Since their publication in 1840, James Madison’s notes on the framing of the Constitution have been seen as a reliable, real-time account of the 1787 Constitutional Convention. That will surely change thanks to Madison’s Hand (Harvard), a groundbreaking new study by Professor Mary Bilder, which reveals for the first time how thoroughly Madison revised the notes between the Convention and his death, in 1836. “Everyone—historians, political scientists, lawyers, judges—has used the revised text as if it were written in the summer of 1787, and the book makes it very difficult to do that from now on,” says Bilder.
For her research, Bilder sought out Madison’s original manuscript, housed in the Library of Congress. What she found was a document with numerous changes—cross-outs, interpolated sentences, new text added on slips of paper that appear to have been pinned to the original. Comparing the notes with other delegates’ accounts, she realized that, while some revisions make the notes more accurate, others blur events to serve the future president’s political ends. (Madison wavered over publishing the notes during his political career.)
Many revisions to the notes hide Madison’s anger and annoyance with other Convention delegates, emotions that would have jumped off the pages of the unrevised version. Thus, “demagogue,” a term he used liberally, becomes “leading partisan,” and a delegate’s cockeyed reasoning becomes “able and close reasoning” that didn’t always, however, “accord with itself.”
Bilder urges special caution when it comes to the notes on Madison’s own speeches. Several appear on separate pages, in versions that Madison likely composed in 1789, she says. Some speeches, as revised, make Madison—by then a prominent member of Jefferson’s new Republican Party, which championed states’ rights—seem less a proponent of a powerful central government than he was at the Convention. In another speech, probably never given, Madison bitterly opposes the slave trade. In fact, while uneasy about slavery, he owned slaves and used slavery for leverage at the Convention, whipping up southern delegates’ fears that a new Constitution that empowered small states would also empower abolitionists.
Madison was “not far removed from folks like Karl Rove and George Stephanopoulos—the crowd that ends up on Sunday morning TV versus someone who might be interested in theoretical notions of the Good.”
Beyond the distortions introduced by latter-day revisions, the notes narrowly reflect their author’s interests. Madison was “not far removed,” says Bilder, “from folks like Karl Rove and George Stephanopoulos—the crowd that ends up on Sunday morning TV versus someone who might be interested in theoretical notions of the Good.” And since political deals most often get done in the legislature, the notes focus on debates about that branch, saying less about the executive and even less about the judiciary.
A final reason to tread carefully when reading the notes is that Madison was making changes even as he wrote them. Bilder theorizes that he used a set of “rough notes,” taken on the Convention floor, to compose a more coherent and grammatical text, if not an entirely accurate one, during breaks from the Convention. She points to his habit of translating speeches into language that sounded like his own rather than the speakers’. “He thought through problems as he wrote,” she says, “so how he wrote things down is a step removed from how they probably said them.”

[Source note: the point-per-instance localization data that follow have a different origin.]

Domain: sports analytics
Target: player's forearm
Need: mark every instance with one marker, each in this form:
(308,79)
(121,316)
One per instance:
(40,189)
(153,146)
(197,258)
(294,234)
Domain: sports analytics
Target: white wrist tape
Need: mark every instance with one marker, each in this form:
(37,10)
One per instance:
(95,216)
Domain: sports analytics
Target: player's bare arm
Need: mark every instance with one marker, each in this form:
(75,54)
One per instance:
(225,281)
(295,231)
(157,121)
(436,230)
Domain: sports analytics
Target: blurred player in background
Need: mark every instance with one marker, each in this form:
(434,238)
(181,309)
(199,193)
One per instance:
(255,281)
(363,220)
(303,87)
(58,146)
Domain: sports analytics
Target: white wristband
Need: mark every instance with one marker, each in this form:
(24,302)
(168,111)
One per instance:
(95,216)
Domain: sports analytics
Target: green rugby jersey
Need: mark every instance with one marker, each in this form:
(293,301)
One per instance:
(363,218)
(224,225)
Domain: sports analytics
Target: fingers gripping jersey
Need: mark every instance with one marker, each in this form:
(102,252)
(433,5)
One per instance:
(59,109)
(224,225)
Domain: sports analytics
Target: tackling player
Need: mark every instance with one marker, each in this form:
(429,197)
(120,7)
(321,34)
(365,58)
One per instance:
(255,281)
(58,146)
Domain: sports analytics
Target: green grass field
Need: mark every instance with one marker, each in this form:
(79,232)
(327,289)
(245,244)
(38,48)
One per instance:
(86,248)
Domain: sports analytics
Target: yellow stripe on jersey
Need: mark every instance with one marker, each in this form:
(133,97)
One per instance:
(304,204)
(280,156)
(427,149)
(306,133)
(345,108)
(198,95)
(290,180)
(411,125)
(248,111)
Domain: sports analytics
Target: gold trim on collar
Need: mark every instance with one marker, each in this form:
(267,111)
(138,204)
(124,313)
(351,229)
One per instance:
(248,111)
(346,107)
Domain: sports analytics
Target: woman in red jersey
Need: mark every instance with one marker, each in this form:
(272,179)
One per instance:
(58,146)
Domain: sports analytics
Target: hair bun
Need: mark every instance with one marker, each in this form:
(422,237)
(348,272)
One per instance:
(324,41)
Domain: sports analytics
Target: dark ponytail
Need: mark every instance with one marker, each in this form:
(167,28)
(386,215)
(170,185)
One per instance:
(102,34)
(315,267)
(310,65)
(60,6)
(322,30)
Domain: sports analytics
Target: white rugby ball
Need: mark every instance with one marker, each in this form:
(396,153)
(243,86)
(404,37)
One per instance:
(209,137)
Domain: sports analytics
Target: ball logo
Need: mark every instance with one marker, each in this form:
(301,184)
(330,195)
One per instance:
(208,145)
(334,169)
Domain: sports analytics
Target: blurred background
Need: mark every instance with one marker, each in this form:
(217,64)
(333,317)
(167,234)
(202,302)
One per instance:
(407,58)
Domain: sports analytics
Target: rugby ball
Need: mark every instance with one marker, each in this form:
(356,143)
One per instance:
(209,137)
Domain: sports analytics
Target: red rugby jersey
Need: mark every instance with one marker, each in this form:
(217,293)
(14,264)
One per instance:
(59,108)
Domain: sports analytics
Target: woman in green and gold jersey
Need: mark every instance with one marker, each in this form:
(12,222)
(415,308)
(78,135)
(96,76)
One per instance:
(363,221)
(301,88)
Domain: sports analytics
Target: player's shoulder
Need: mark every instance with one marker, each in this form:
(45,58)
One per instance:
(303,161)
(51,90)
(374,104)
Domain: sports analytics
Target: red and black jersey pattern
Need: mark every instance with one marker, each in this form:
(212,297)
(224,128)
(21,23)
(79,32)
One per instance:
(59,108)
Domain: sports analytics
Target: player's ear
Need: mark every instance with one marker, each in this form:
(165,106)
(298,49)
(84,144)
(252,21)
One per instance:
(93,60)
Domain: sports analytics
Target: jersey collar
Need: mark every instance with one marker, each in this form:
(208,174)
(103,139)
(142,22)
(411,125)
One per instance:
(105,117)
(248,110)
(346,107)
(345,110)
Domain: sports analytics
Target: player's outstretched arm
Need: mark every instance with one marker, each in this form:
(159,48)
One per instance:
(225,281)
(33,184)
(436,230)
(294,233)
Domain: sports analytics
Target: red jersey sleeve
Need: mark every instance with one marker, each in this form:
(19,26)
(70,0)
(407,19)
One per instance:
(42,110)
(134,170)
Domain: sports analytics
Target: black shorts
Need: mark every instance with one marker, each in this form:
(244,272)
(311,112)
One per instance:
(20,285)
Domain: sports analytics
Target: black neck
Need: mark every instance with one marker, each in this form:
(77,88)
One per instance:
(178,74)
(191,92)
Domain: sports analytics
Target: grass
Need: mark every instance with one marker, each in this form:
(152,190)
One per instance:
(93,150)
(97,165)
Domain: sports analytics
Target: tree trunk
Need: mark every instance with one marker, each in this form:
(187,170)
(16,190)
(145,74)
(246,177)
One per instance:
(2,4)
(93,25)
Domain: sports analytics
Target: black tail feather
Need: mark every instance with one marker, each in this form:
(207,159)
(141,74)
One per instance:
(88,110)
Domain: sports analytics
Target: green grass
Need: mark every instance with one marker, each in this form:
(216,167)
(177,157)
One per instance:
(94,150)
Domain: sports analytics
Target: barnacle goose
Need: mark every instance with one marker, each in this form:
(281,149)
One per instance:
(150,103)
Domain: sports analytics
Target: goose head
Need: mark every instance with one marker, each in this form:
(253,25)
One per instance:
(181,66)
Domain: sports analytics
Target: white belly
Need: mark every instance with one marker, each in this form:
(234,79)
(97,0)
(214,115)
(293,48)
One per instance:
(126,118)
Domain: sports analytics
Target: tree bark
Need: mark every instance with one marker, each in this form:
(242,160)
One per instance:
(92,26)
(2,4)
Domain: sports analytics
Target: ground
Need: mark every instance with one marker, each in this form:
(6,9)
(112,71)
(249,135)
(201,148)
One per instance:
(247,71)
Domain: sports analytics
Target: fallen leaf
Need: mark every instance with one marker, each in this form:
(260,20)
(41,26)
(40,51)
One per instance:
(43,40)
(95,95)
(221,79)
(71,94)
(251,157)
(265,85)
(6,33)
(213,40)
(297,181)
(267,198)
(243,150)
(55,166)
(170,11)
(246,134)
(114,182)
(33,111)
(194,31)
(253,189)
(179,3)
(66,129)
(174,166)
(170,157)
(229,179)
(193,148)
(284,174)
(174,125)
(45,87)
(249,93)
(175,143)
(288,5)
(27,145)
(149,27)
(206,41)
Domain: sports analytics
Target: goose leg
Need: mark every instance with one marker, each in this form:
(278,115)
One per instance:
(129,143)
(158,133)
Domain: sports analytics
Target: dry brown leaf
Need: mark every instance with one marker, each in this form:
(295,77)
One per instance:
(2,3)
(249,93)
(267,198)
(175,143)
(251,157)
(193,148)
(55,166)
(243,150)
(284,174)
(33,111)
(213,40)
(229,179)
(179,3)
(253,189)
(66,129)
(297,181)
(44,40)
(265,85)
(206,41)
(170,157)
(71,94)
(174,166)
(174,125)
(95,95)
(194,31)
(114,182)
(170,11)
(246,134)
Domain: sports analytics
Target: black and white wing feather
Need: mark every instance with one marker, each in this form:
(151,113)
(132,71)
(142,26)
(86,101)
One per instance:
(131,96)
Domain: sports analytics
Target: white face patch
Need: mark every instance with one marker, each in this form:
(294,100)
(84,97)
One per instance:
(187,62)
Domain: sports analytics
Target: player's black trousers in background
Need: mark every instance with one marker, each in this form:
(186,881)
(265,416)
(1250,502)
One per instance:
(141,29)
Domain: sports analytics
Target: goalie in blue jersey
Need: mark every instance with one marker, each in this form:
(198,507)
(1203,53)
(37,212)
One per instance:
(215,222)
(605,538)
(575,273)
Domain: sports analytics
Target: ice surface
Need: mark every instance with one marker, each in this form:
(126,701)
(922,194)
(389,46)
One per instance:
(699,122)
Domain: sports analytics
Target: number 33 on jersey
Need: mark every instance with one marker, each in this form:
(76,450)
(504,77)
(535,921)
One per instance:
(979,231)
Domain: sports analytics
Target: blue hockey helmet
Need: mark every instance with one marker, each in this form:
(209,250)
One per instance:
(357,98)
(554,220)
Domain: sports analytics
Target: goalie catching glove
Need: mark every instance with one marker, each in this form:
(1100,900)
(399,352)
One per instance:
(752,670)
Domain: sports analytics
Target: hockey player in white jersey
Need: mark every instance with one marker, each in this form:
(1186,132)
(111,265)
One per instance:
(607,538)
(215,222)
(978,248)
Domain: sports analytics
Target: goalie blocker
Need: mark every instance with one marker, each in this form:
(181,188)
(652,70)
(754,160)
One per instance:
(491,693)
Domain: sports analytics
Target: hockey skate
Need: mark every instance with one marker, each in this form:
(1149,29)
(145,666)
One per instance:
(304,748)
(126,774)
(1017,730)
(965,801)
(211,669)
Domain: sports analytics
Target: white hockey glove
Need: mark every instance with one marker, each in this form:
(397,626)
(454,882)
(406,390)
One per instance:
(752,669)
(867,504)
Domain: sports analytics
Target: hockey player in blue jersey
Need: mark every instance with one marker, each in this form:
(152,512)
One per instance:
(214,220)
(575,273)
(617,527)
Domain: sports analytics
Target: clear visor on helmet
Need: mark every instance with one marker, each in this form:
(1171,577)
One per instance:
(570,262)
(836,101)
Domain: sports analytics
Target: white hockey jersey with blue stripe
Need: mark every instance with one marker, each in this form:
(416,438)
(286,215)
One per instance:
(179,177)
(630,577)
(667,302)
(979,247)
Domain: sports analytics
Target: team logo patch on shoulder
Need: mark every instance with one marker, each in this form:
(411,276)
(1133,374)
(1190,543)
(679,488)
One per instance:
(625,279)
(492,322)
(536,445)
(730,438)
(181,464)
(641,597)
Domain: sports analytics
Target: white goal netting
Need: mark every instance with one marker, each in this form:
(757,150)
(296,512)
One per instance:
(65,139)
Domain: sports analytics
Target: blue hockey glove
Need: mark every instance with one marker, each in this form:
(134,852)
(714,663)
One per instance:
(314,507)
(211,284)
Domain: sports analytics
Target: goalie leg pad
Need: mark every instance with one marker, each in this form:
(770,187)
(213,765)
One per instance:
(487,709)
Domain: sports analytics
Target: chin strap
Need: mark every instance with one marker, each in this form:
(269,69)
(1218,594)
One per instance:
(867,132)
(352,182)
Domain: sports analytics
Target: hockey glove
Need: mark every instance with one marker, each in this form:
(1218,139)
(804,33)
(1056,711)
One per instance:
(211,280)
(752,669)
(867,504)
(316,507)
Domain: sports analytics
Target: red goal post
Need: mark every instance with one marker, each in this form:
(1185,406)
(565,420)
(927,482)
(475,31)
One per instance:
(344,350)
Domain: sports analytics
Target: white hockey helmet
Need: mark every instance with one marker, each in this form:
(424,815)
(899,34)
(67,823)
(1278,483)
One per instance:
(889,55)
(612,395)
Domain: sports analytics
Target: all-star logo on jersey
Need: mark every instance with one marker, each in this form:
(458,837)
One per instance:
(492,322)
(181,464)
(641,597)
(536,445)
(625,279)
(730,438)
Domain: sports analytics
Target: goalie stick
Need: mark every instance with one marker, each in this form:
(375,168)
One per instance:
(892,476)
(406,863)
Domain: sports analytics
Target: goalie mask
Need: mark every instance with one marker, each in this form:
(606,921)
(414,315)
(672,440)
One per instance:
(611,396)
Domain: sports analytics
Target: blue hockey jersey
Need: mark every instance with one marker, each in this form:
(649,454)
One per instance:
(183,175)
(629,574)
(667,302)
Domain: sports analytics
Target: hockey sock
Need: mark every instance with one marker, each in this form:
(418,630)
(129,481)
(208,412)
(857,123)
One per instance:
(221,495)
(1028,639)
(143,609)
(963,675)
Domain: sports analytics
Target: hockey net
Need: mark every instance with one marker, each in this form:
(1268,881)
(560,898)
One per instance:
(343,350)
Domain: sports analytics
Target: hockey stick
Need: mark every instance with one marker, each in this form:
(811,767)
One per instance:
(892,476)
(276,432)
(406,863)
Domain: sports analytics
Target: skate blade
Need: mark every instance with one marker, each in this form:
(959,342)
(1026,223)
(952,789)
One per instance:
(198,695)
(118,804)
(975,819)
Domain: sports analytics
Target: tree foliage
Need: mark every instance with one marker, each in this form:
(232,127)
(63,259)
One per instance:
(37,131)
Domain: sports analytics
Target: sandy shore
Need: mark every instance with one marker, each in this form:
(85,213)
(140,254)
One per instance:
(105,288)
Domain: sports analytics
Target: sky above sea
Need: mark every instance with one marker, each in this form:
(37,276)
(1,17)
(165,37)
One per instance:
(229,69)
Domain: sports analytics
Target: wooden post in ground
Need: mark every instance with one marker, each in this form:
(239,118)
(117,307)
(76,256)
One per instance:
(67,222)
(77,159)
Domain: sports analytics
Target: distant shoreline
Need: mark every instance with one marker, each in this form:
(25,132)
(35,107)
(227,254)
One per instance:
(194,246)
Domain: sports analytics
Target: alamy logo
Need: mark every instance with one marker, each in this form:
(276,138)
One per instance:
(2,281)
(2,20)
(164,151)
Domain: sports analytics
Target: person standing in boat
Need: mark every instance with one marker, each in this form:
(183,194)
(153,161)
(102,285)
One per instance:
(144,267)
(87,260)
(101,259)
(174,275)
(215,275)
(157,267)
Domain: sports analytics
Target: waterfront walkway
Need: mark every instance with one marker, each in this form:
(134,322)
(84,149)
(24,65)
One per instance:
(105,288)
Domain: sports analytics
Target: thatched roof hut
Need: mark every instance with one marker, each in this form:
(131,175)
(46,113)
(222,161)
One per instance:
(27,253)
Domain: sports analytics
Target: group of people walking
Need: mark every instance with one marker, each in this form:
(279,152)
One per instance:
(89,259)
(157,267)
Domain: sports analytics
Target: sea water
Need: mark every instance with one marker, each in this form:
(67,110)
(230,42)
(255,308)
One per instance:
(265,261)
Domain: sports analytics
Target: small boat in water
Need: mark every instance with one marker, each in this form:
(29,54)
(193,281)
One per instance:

Madison’s Hand is already being noticed by historians—one historian has called it “eye-opening,” while another calls it “the definitive study” of Madison’s notes—but it also has implications for law, casting doubt on the idea that the Framers’ intent can be divined by 21st century jurists. “If original understandings of the Convention existed, we cannot retrieve them,” as Bilder writes in her concluding chapter. “Indeed, hours after the Convention ended for the day, Madison could no longer recover it precisely for himself.”